Saturday, November 21, 2020

November 21, 1920 Bloody Sunday

This day is remembered to history as Bloody Sunday, one of two days in Irish history bearing that unfortunate title.  The day featured violence on both sides.

The day started with Michael Collins' men of the IRA targeting members of the "Cairo Gang" for assassination.  Many of the fifteen men killed by the IRA were British Army intelligence officers assigned to that effort with a few policemen and a few people of unknown allegiance also killed in the early morning action.

Photograph commonly claimed to be the Cairo Gang, but for which there is some doubt and which may actually be of the Igoe Gang.  RIC officers who worked undercover.

That afternoon British police forces raided a football match at Croke Park. The force was a mixed one of RIC personnel and Auxiliaries.  The situation was tense and shooting broke out, resulting in the British forces firing over 200 rounds and ultimately killing fourteen people.  The RIC later claimed that they were fired on first, but there is little evidence to support it. Testimony by municipal police who simply happened to be on duty there due to the football match was to the contrary. The best evidence is that the RIC and Auxillaries simply stormed in and began shooting.

Croke Park today, after being expanded. From Wikipedia Commons.

That evening two IRA men in British custody were killed, with the British claiming they were shot while after trying to violently escape but the evidence otherwise contesting that.
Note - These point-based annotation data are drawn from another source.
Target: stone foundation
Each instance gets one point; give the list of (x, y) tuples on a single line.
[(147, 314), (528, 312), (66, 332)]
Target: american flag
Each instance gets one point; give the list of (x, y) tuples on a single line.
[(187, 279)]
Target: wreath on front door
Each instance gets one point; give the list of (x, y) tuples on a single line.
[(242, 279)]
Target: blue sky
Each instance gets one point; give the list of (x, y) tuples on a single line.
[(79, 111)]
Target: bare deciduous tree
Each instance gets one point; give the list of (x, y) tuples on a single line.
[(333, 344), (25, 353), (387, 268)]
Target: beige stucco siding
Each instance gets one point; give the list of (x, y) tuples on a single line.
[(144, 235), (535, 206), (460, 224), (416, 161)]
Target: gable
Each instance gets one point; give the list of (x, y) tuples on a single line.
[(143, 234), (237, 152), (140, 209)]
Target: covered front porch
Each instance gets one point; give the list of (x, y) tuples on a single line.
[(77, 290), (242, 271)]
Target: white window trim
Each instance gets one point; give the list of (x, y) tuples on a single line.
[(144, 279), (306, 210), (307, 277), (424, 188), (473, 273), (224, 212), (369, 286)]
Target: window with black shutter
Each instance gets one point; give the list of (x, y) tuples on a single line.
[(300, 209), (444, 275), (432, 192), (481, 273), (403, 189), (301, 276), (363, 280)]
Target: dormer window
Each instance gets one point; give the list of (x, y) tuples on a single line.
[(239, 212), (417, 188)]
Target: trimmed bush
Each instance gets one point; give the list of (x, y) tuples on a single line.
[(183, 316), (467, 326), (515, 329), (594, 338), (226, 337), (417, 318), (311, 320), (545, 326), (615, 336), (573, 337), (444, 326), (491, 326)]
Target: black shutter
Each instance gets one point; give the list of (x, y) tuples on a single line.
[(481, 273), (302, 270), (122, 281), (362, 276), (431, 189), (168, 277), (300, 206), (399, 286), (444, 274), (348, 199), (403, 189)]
Like a lot of things in the Anglo Irish War, the bloody day has been mythologized and therefore has become a legend, but probably a tragic one that is still somewhat out of context.  The RIC and the Auxiliaries were already notorious for their heavy handedness, a shocking example of which we provided earlier this week.  But the bloodiness of the day really commences with IRA assassinations aimed at what was proving to be a successful British counterintelligence action. Those killings themselves came in the context of the IRA resorting a war of murder which has, over the years, been glossed over to be presented as a sort of urban guerilla war.  In reality, given their weakness in comparison to the British, they were terrorists and justified their actions in the context of their goals.  The British counterintelligence actions came in that context and were proving successful, but not so successful that the IRA wasn't able to figure them out and strike back, as the did on this day.

The killings later that day by the RIC were marked by the unwise decision to raid a football match, something of questionable purpose at best, and an even worse decision given the tensions that had developed during the day.  Given the nature of the RIC and the Auxiliaries, and the British counterintelligence effort in general, the chances of it turning into a bloodbath featuring what might have simply been reprisal killings of innocent people was high.  The RIC was already turning the minds of the uncommitted Irish, whom were a majority of the population, against the British and something like this was guaranteed to greatly increase that trend

Oddly the number of people killed in the 1972 Bogside Massacre by British paratroopers when they opened up on civil rights protesters was fifteen people, with eleven more wounded, making it about equivalent in terms of loss of life by British arms in a similar event.  It's that event that was commemorated in U2's Sunday Bloody Sunday.